Schumer's Democrats are demanding that the evil Rove and others shackle themselves in leg braces and shuffle over to Congress to volunteer themselves as witch-trial, perjury trap martyrs in the spirit of the fallen Scooter Libby. When at first you don't succeed at taking down Cheney and Rove, try, try again.
President Bush, though admirably standing his ground so far and properly upholding the integrity of the executive branch against this Democratic legislative power grab, has been very accommodating and forthcoming with the evidence. If Democrats were interested in the facts, instead of rushing to injustice, they would be jumping at this opportunity to examine the evidence before jumping to conclusions of criminality.
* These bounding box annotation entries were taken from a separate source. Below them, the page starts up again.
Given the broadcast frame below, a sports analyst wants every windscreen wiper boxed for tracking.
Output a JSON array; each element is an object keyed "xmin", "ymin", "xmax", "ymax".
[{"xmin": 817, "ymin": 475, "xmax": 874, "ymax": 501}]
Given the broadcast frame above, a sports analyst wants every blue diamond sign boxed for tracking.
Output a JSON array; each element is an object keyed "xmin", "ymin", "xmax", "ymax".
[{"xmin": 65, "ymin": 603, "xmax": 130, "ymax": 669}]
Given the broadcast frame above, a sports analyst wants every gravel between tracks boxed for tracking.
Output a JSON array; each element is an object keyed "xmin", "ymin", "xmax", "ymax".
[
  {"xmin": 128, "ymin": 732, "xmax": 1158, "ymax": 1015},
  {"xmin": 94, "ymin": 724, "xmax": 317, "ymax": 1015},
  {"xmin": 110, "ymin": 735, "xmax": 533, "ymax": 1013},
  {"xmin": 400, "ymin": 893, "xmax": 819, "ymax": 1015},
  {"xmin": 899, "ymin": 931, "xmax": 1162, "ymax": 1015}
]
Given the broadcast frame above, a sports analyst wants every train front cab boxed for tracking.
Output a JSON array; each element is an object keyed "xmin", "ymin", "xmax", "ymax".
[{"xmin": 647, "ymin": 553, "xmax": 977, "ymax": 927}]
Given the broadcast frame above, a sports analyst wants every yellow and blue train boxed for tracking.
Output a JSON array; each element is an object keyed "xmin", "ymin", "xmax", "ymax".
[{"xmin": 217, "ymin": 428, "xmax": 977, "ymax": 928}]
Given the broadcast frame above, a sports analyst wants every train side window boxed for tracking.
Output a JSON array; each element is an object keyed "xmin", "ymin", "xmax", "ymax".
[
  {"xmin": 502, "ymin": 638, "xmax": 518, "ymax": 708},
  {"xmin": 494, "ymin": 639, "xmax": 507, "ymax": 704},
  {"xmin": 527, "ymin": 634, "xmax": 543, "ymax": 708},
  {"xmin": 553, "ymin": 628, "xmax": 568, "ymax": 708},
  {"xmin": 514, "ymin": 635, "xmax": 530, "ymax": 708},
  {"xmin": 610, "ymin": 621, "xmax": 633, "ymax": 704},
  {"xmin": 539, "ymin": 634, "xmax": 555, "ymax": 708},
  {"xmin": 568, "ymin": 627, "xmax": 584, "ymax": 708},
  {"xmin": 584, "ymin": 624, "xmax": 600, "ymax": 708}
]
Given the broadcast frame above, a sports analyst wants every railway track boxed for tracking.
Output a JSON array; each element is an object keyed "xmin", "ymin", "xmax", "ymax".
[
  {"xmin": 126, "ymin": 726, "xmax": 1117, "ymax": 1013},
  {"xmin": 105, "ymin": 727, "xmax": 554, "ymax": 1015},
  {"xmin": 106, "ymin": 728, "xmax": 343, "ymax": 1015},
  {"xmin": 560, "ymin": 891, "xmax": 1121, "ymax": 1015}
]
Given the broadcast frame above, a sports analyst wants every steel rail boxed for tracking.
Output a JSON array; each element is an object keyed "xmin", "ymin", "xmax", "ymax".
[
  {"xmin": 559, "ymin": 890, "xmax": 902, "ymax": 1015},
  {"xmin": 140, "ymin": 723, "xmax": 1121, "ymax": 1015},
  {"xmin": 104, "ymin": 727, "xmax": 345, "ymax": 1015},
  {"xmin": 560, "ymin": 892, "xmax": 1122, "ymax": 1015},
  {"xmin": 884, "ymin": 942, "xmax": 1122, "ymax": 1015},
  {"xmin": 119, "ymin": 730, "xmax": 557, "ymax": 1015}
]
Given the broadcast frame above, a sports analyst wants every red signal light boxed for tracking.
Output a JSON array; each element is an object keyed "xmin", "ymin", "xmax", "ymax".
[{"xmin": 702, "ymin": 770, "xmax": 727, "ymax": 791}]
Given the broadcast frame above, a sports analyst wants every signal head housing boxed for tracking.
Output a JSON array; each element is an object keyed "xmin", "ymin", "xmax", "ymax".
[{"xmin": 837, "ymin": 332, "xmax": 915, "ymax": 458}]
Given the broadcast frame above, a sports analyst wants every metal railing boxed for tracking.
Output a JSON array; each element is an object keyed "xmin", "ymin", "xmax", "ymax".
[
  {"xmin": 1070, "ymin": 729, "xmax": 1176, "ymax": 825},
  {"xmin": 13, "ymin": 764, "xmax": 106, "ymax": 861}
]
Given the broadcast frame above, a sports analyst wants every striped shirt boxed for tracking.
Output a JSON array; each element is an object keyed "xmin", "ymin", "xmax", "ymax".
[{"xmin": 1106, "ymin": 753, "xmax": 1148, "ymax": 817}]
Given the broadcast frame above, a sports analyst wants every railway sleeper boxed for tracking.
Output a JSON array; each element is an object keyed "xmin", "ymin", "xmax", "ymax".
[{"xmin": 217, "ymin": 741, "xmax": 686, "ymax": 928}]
Bush has offered that Rove and others meet informally with the witchhunters, and is providing mountains of e-mails and other documentary evidence for them to peruse in their quest for just a sliver of a morsel to suggest the faintest hint of a shred of barely discernible ambiguity that could be stretched, contorted and distorted enough to fool some into believing wrongdoing occurred.
We must encourage the president to hold his ground here and, the next time Sen. Schumer expectorates false charges against him, to reverse the charges. He should say to Mr. Schumer, "Senator, you are the one subordinating the law to politics. You are the one acting unethically and abusing your power, by wrongfully accusing public officials of wrongdoing and demanding their resignation without any evidence wrongdoing occurred. If you have a scintilla of evidence of wrongdoing, produce it, or hold your slanderous tongue. Before lecturing us again on politics and justice, explain to us why you routinely savage my highly qualified and ethical judicial nominees for crass political purposes."
By the way, where was Sen. Schumer when President Clinton and Attorney General Reno were giving a nearly eight-year seminar on how to politicize and corrupt the Justice Department? I devoted an entire book to that subject and would be glad to send an uninscribed copy to the senator, reminding him that he was conspicuously silent during that period.